個室にて

Ars Cruenta

数を数える

 子供のころは学校のなかでやっていたことでも、大人になると恐ろしいほどやらなくなることというものがたくさんある。一生懸命走る機会も少なくなるし、人付き合いも人によっては大幅に減る。勉強もその一つだろうが、いわゆる「国語力」とか「科学的思考」なんてものは場面場面で必要になってくる。保険選びの際にあれこれ文書を読み比べるときに国語力は必要になるし、リモコンがきかないときにテレビの主電源は切れていないか、電池は入っているかと確認することは単純ではあるけれど、一種の科学的な思考力だ。だけどこれらの能力以上に最近ますます使わなくなっているものがあるような気がする――ものすごく簡単な計算をする能力だ。

 私がまだ子供のころは、野菜一つにしたって八百屋に行けば言われた額に対応する現金を計算して出すのがまだまだ当たり前だったように思う。たとえば850円かかると言われたら、1,000円出して150円のおつりだとか、百円玉が欲しければ1,050円出そうかなどと計算していたはずだ。しかし最近はキャッシュレス決済が当たり前のようになった。もちろん早くて便利なのだが、お金を使う側が計算をする必要はすっかりなくなってしまった。月ごとの合計金額を計算する必要もなく、クレジット決済なら(明細さえ整えば)即座に使った合計金額を確認できるようになった。

 この傾向をさらに強めたのが、おそらくコロナのころに広まった自動釣銭機だったのだと思う。たいていまともな人は自分で必要な金額を勘定して必要なだけの硬貨を入れるものだが、じゃらじゃらと持ってる小銭をぶち込む輩も多い。スーパーなどで「入れる硬貨は20枚まで」などと書かれているのはおそらく法律の誤解なのだが(同一金種20枚以上なら受取りを拒否できる、が正しかったはずだ)、わざわざそういう張り紙をしている所が多いのは、そういう人が多い証なのだろう。

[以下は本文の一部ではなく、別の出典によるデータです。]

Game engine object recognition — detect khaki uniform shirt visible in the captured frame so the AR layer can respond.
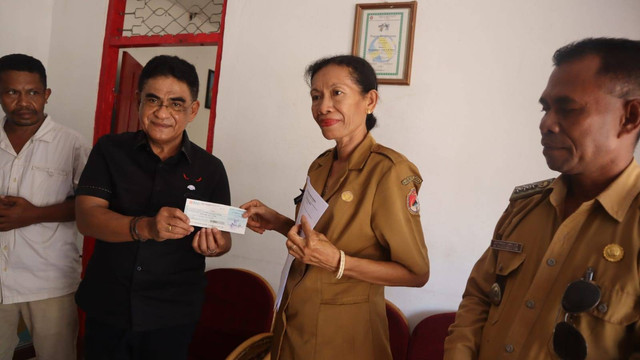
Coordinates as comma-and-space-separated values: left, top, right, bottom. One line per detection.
272, 135, 429, 360
445, 161, 640, 359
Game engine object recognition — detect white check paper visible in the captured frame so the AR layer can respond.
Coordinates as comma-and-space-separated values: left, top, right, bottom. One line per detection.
184, 199, 247, 234
275, 176, 329, 310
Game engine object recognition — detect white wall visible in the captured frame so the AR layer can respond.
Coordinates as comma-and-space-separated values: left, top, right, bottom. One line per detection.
0, 0, 55, 68
0, 0, 640, 325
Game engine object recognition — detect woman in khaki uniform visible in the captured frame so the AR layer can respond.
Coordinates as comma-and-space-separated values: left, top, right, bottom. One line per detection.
241, 56, 429, 360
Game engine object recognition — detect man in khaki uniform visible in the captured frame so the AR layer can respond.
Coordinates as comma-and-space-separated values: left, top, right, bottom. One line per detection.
445, 38, 640, 359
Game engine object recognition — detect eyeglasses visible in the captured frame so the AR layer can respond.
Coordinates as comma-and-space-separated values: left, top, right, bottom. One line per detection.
553, 267, 601, 360
142, 97, 194, 113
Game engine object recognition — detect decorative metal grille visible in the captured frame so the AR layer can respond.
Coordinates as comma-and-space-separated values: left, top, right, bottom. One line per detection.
122, 0, 224, 36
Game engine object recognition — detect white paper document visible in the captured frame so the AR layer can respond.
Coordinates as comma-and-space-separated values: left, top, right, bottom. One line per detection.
184, 199, 247, 234
276, 176, 329, 309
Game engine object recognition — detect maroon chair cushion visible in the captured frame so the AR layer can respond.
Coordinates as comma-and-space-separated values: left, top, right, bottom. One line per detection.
387, 301, 409, 360
407, 312, 456, 360
189, 269, 275, 360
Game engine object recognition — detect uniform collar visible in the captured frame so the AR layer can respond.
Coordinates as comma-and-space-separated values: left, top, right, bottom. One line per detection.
596, 159, 640, 221
135, 130, 193, 163
547, 159, 640, 222
309, 133, 376, 199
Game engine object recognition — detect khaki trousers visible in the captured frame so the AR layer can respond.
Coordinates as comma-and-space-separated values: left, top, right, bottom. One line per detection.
0, 293, 78, 360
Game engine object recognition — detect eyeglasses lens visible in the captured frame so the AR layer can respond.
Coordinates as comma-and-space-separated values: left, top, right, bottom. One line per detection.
553, 280, 601, 360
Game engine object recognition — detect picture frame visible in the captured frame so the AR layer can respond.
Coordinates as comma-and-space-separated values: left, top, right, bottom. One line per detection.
352, 1, 418, 85
204, 69, 216, 109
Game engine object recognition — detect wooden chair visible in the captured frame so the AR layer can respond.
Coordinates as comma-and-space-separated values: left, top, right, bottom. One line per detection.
226, 333, 273, 360
386, 300, 409, 360
188, 268, 275, 360
407, 312, 456, 360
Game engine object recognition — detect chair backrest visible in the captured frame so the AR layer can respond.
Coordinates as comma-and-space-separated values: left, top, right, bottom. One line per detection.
386, 300, 409, 360
189, 268, 275, 360
407, 312, 456, 360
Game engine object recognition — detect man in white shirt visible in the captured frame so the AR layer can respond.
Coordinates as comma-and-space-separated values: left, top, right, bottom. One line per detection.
0, 54, 91, 360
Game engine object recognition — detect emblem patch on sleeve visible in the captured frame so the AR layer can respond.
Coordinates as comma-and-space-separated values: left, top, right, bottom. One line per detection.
407, 188, 420, 215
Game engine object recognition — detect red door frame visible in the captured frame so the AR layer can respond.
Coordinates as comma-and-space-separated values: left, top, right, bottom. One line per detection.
80, 0, 227, 337
93, 0, 227, 152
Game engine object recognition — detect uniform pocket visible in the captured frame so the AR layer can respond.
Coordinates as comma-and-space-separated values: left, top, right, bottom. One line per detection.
320, 281, 371, 305
590, 288, 639, 326
27, 165, 73, 206
485, 251, 526, 325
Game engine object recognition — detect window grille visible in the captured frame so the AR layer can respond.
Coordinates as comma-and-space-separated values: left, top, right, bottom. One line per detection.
122, 0, 224, 36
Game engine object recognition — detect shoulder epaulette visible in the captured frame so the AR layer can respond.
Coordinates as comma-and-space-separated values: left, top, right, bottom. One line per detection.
371, 144, 406, 163
316, 149, 333, 159
509, 178, 554, 201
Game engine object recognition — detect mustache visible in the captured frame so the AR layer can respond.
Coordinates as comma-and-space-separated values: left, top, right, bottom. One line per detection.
540, 136, 565, 148
12, 106, 37, 114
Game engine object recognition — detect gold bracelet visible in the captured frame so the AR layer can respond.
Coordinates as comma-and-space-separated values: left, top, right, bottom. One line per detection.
336, 250, 345, 279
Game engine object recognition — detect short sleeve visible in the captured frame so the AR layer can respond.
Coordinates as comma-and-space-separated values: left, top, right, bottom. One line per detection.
209, 158, 231, 205
73, 137, 91, 190
371, 160, 429, 274
76, 138, 113, 201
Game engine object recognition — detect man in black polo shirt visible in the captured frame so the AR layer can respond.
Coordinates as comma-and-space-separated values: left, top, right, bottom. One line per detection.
76, 55, 231, 360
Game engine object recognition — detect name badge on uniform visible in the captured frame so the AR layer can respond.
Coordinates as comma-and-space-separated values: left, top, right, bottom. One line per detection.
491, 240, 522, 253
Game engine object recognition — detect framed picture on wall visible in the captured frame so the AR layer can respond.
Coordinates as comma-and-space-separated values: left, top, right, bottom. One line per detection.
204, 69, 215, 109
352, 1, 418, 85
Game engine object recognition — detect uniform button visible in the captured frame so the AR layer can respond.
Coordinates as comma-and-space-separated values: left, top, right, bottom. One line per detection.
598, 304, 609, 313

そりゃ自動釣銭機と言っても、中にいれるお金の量には限界がある。早い話、一円玉500枚でも持ってこられようものなら入りきらなくなってしまうに違いない。でもそういうことをする人間には計算力以前に、そんな想像力もないのだろう。

 こんな話をすると「テレビができたときに一億総白痴化なんて言ってるのと同じじゃないか」と世を嘆く誇張のように思われるかもしれないが、実際に簡単な計算をするという作業はリハビリテーションの施設などでも取り入れられている、頭の体操のはずなのだ。それが生活の場面から徐々に姿を消していくにつれ、僕たちの頭の健康に何か悪い影響が起こらないかと不安に思う。私はもっぱら未だに現金派なので、ない頭使ってちゃんと計算していこうと思う。

 ちなみに私自身の経験から言えば、人は足し算より引き算の方が苦手だ。だから、なるべく現金でのやり取りをスマートに済まそうと思えば、「5を越えたら5がつく金額を足す」「端数がなければ一個上の位に1を足す」の二つを心がけるとうまくいく。たとえば632円のお会計なら、6>5だから6+5=11と考えて1132円を出せば500円玉一枚で済むし、十円以下の端数がなければ十のうえの百に1足して1200円出せば568円返って来る。665円のお会計なら、60>50だから110円、600>500だから1100円として1215円出せば550円のお釣りとなるし、端数がなければ一の位の一個上の十の位に1足して1220円出せば555円返ってくる。最初はややこしいが、慣れると意外と簡単なテクニックだ。